Particularly, sampling spot analysis module 104 can calculate one group of the strongest data of described variation by the following method.First, calculate each group data in the mean value of each data and each group data in the absolute value of each data , wherein 1≤j≤M.Then, calculate each group data in the absolute value of each data with these group data in the mean value of each data the summation of difference , put into an array B[i].Finally, obtain this array B[i] in maximal value , this maximal value one group of corresponding data are one group of the strongest data of described variation.

Step S6, described curve fitting module 105 is used a polynomial function to carry out curve fitting to the strongest one group of data of described variation, calculates the coefficient of this polynomial function, wherein, each coefficient uses the sexadecimal number of a byte to represent, obtains the vocal print data packet of each voice signal frame, and for example { 03,1E, 4B, 6A, 9F, AA}, this vocal print data packet comprises the data of five bytes.In the present embodiment, described polynomial function is First Five-Year Plan order polynomial function f (X)=C ₅x ⁵+ C ₄x ⁴+ C ₃x ³+ C ₂x ²+ C ₁x+C ₀.

Step S7, described pitch computing module 106 calculates the frequency distribution of each voice signal frame, and the voice signal intensity (DB) corresponding with the pitch (Pitch) of 12 central octave keys of piano within the scope of this frequency distribution, wherein, the voice signal intensity corresponding with the pitch of each key is used the sexadecimal number of a byte to represent, to obtain the pitch data packet of each voice signal frame, this pitch data packet comprises the data of 12 bytes, for example { FF, CB, A3,91,83,7B, 6F, 8C, 9D, 80, A5, B8}.Wherein, the expression mode of pitch data packet corresponding to each voice data packet as shown in Figure 3.In the present embodiment, this pitch computing module 106 can use auto-correlation algorithm to calculate the frequency distribution of each voice signal frame.Wherein, 12 central octave keys of piano are respectively 12 keys such as central C4, C4#, D4, D4#, E4, F4, F4#, G4, G4#, A4, A4#, B4, its corresponding pitch distributions is in a predetermined frequency band, as 261Hz-523Hz frequency separation.Therefore, 106 of this pitch computing modules need to be analyzed or calculate for the voice signal in 261Hz-523Hz frequency range in each voice signal frame, can obtain the voice signal intensity that each key is corresponding.

Particularly, in the present embodiment, the frequency distribution that C4 key is corresponding is first frequency section 261.63Hz-277.18Hz, and the average of the voice signal intensity of the sampling spot comprising in this first frequency section is the voice signal intensity corresponding with the pitch of C4 key, for example 2DB, represents with FF.

The frequency distribution of C4# key is second frequency section 277.18Hz-293.66Hz, and the voice signal strength mean value of the sampling spot in this second frequency section is the voice signal intensity corresponding with the pitch of this C4# key.

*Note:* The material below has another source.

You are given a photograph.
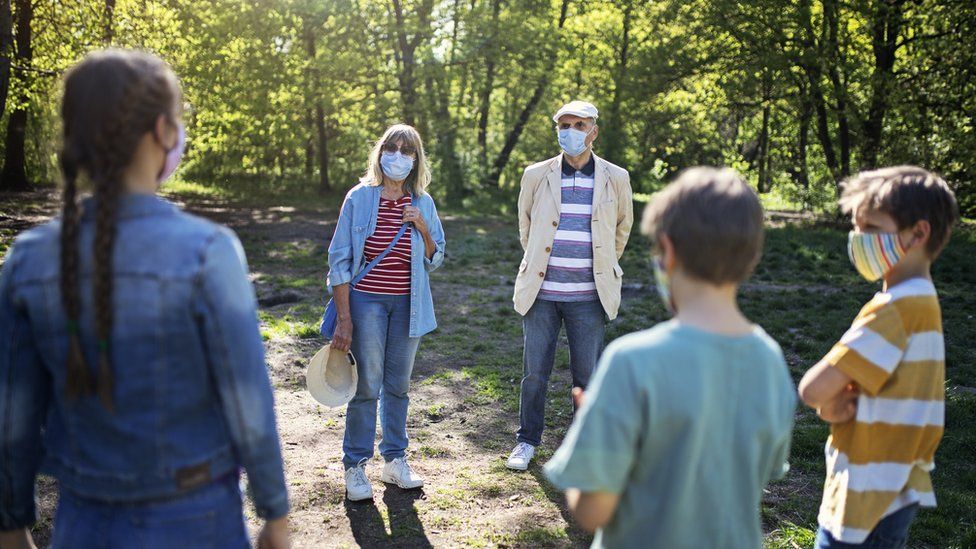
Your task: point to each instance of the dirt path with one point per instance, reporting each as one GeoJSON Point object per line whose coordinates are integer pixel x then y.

The corresponding frequency distribution of D4 key is the 3rd frequency zone 293.66Hz-311.13Hz, and the voice signal strength mean value of the sampling spot in the 3rd frequency zone is the voice signal intensity corresponding with the pitch of this D4 key.

The frequency distribution that D4# key is corresponding is the 4th frequency zone 311.13Hz-329.63Hz, and the voice signal strength mean value of the sampling spot in the 4th frequency zone is the voice signal intensity corresponding with the pitch of this D4# key.

The frequency distribution scope that E4 key is corresponding is the 5th frequency zone 329.63Hz-349.23Hz, and the voice signal strength mean value of the sampling spot in the 5th frequency zone is the voice signal intensity corresponding with the pitch of this E4 key.

The frequency distribution of F4 key is the 6th frequency zone 349.23Hz-369.99Hz, and the voice signal strength mean value of the sampling spot in the 6th frequency zone is the voice signal intensity corresponding with the pitch of this F4 key.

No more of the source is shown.